Di sisi lain, jika perempuan mengikuti kesetaraan gender, berkarier dan sukses di luar rumah, maka para laki-laki merasa terintimidasi. Apalagi jika penghasilan pihak laki-laki (suami) lebih rendah perempuan (istri).

Sejumlah masalah di atas, menjadi bagian pembahasan pada diskusi bertajuk VIVATALK, “Perempuan Berdaya Indonesia Maju- Perempuan di Era Digital”. Acara yang digelar oleh Viva di Hotel Millenium, Jakarta, Selasa 3 Desember itu, untuk memperingati Hari Ibu tahun 2019.

Ingin tahu bagaimana serunya diskusi tersebut? Tonton video liputannya :

 

Henky HendrananthaChief Operating Officer at Viva Networks mengatakan, peringatan hari ibu bukan sekedar perayaan. Tetapi menjadi tonggak emansipasi, dan peran besar perempuan dalam kemerdekaan Republik Indonesia.

Menurut Henky, diskusi bertema “Perempuan Berdaya Indonesia Maju” ini dimaksudkan, mengajak masyarakat, sadar akan pentingnya kesetaraan gender dan pemberdayaan perempuan. Mendorong perempuan indonesia kreatif dan membuat indonesia maju.

Salah satu narasumber, Eko Bambang Sugiantoro dari Aliansi Laki-laki Baru, mendapat banyak pertanyaan dari peserta dari komunitas blogger. Umumnya perempuan. Hanya beberapa gelintir peserta pria.

Di antara penanya tersebut, saya memberanikan diri sebagai “pemerhati perempuan. Apakah masih relevan masalah gender, jika dikaitkan dengan pemahaman keagamaan masyarakat?

“Apalagi sejak lama sudah ada tertanam stigma di kalangan masyarakat, bahwa wanita cukuplah berkutat pada 3-UR = Dapur, Sumur, Kasur,” kata saya, disambut tawa yang hadir.

Seperti diketahui, stigma adalah berbagai pandangan orang yang menilai diri kita negatif, hal yang kita lakukan negatif sampai pemikiran kita negatif.

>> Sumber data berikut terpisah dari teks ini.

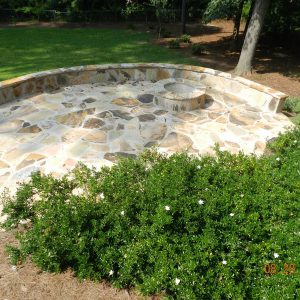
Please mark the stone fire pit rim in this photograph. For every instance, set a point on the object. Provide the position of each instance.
(275, 102)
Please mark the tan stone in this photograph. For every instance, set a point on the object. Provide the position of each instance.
(128, 102)
(74, 119)
(153, 132)
(3, 165)
(10, 126)
(29, 160)
(176, 142)
(242, 117)
(73, 135)
(30, 129)
(96, 137)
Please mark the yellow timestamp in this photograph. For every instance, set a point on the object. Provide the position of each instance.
(271, 269)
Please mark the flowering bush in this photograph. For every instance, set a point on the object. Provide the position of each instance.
(179, 226)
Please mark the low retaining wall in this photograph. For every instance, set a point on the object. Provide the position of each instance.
(253, 93)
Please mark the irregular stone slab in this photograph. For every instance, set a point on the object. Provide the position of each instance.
(29, 160)
(187, 116)
(242, 117)
(113, 157)
(232, 144)
(30, 129)
(93, 123)
(176, 142)
(128, 102)
(10, 126)
(26, 124)
(89, 100)
(104, 114)
(74, 119)
(96, 137)
(146, 98)
(68, 104)
(3, 165)
(146, 117)
(121, 114)
(150, 144)
(160, 112)
(154, 132)
(73, 136)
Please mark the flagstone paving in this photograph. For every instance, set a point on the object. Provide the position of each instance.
(97, 123)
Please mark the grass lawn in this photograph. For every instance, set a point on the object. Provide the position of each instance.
(28, 50)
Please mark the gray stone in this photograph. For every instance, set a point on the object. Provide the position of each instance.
(146, 98)
(30, 129)
(242, 117)
(93, 123)
(114, 157)
(128, 102)
(176, 142)
(89, 100)
(74, 119)
(160, 112)
(10, 126)
(67, 104)
(121, 114)
(104, 114)
(154, 131)
(146, 117)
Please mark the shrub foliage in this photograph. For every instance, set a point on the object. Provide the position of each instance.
(181, 226)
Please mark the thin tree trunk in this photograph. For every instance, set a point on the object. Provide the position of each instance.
(237, 22)
(244, 65)
(183, 17)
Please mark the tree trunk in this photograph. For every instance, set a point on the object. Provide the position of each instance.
(237, 22)
(244, 65)
(183, 17)
(249, 16)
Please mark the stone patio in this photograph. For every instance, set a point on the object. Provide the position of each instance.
(99, 122)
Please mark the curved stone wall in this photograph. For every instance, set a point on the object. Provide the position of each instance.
(254, 94)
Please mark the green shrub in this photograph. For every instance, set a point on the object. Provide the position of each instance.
(174, 44)
(185, 38)
(187, 227)
(290, 105)
(131, 26)
(165, 33)
(198, 49)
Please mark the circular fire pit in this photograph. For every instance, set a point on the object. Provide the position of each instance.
(50, 121)
(180, 96)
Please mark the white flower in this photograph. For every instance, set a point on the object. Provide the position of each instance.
(78, 192)
(14, 268)
(24, 222)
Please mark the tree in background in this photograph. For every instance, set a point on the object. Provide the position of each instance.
(244, 65)
(220, 9)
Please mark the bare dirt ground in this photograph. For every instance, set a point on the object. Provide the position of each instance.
(278, 67)
(275, 65)
(27, 282)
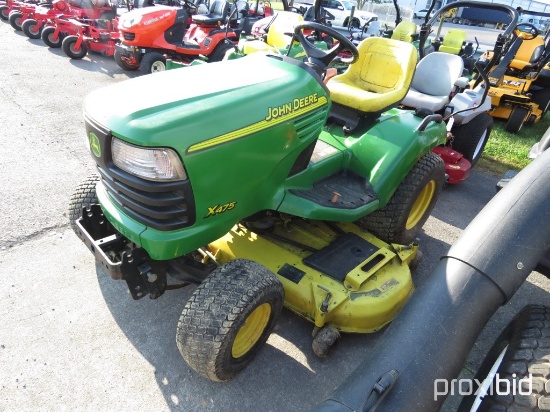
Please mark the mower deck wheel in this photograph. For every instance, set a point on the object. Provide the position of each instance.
(228, 318)
(517, 119)
(470, 138)
(411, 204)
(47, 37)
(83, 196)
(69, 47)
(30, 30)
(15, 20)
(324, 339)
(4, 15)
(153, 62)
(219, 52)
(122, 64)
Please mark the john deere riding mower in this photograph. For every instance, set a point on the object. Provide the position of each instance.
(267, 188)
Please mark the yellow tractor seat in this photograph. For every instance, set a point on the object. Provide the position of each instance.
(404, 31)
(378, 80)
(284, 22)
(528, 53)
(453, 41)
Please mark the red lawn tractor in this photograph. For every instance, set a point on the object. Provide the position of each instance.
(85, 9)
(7, 6)
(100, 36)
(149, 36)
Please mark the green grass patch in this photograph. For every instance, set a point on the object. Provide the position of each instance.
(506, 151)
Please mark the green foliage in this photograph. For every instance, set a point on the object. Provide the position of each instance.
(505, 151)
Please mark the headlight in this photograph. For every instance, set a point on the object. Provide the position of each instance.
(129, 21)
(148, 163)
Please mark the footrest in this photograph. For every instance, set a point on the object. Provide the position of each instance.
(344, 190)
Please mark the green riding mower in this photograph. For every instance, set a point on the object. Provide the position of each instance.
(266, 187)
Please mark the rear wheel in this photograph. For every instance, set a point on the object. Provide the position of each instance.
(69, 47)
(153, 62)
(228, 318)
(542, 99)
(15, 19)
(411, 204)
(4, 12)
(516, 119)
(122, 64)
(520, 359)
(48, 38)
(83, 196)
(219, 52)
(470, 138)
(30, 29)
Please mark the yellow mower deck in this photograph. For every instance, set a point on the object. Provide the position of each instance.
(362, 299)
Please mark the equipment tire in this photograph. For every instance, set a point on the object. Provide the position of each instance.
(229, 318)
(4, 12)
(28, 28)
(411, 204)
(152, 62)
(219, 52)
(46, 36)
(69, 48)
(524, 344)
(122, 64)
(516, 119)
(15, 20)
(83, 196)
(542, 99)
(470, 138)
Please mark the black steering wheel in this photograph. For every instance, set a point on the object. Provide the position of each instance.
(324, 56)
(526, 31)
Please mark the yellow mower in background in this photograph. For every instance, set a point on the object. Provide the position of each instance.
(519, 93)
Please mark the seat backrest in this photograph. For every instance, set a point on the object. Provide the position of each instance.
(529, 52)
(379, 79)
(242, 7)
(453, 41)
(437, 73)
(284, 22)
(404, 31)
(219, 8)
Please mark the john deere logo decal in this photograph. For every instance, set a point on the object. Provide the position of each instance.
(94, 144)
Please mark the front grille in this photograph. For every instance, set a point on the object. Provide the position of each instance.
(160, 205)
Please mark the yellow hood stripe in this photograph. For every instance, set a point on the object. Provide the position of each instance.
(256, 127)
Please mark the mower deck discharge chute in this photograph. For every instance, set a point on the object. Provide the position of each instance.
(268, 203)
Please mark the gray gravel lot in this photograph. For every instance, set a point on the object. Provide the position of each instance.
(72, 339)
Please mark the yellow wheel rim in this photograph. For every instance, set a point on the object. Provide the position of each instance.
(421, 205)
(251, 331)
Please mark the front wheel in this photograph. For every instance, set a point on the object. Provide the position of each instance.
(470, 138)
(517, 119)
(70, 49)
(122, 64)
(228, 318)
(4, 12)
(219, 52)
(411, 204)
(515, 374)
(15, 20)
(30, 29)
(48, 37)
(83, 196)
(153, 62)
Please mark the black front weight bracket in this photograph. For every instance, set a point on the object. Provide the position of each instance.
(118, 257)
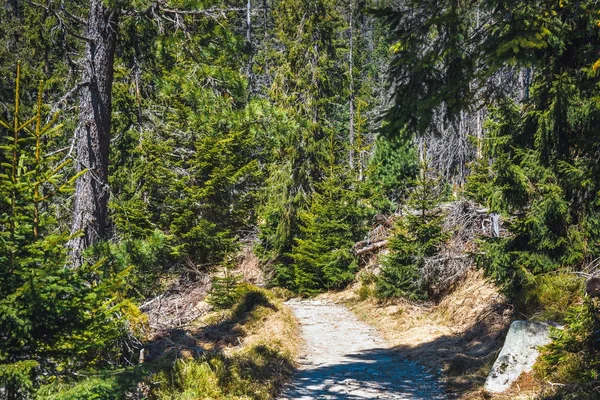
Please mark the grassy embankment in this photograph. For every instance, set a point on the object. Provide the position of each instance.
(245, 352)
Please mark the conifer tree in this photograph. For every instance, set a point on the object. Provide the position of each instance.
(309, 83)
(52, 318)
(418, 234)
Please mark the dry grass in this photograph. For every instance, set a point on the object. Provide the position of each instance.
(460, 337)
(243, 353)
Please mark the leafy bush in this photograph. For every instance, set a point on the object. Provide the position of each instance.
(573, 357)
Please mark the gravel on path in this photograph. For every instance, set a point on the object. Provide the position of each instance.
(344, 358)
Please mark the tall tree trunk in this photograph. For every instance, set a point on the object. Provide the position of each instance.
(351, 88)
(92, 134)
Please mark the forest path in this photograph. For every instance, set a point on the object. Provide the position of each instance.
(344, 358)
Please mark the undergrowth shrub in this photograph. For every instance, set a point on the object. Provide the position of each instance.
(418, 234)
(573, 357)
(547, 297)
(252, 371)
(54, 319)
(225, 291)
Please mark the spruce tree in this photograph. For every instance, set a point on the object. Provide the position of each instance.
(417, 235)
(53, 318)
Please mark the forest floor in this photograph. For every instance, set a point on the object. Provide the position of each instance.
(457, 339)
(344, 358)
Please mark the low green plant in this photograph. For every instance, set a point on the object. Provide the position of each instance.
(225, 290)
(573, 357)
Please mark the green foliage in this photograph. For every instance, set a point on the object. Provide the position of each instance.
(53, 319)
(250, 372)
(150, 257)
(417, 235)
(225, 290)
(322, 255)
(573, 356)
(395, 165)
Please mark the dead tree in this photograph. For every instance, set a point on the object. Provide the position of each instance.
(93, 131)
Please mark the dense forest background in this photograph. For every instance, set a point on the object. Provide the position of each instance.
(146, 139)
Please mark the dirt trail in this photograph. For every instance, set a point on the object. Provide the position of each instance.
(346, 359)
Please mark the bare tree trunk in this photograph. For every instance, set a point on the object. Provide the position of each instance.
(351, 88)
(92, 134)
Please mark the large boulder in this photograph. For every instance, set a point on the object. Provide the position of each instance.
(518, 355)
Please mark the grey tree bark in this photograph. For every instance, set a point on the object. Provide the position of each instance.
(92, 133)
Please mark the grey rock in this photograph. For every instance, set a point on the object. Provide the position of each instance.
(518, 355)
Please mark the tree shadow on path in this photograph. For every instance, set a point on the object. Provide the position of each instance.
(377, 373)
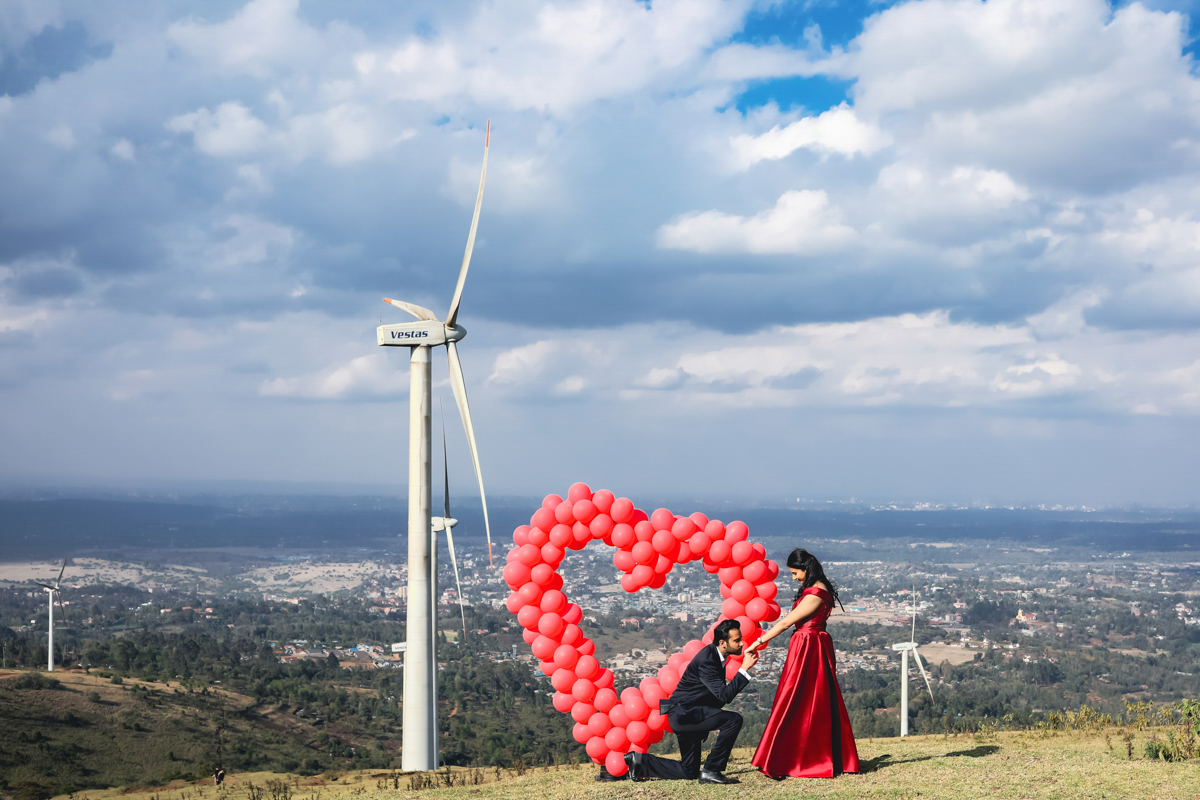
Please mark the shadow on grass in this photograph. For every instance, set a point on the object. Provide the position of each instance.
(885, 761)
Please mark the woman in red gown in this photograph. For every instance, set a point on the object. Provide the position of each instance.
(808, 733)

Menurut Eko, sebenarnya hampir setiap hari kita menerima stigma. Bisa dari teman, tetangga, orang lewat atau bahkan dari keluarga dan orang tua kita sendiri.

Pembicara lainnya, Dr Sri Danti Anwar, Pakar Gender mengatakan,
pemahaman agama yang kurang, harus terus diupayakan secara komprehensif dalam membentuk lingkungan keluarga yang harmonis. ini terkait pula dengan kesetaraan gender.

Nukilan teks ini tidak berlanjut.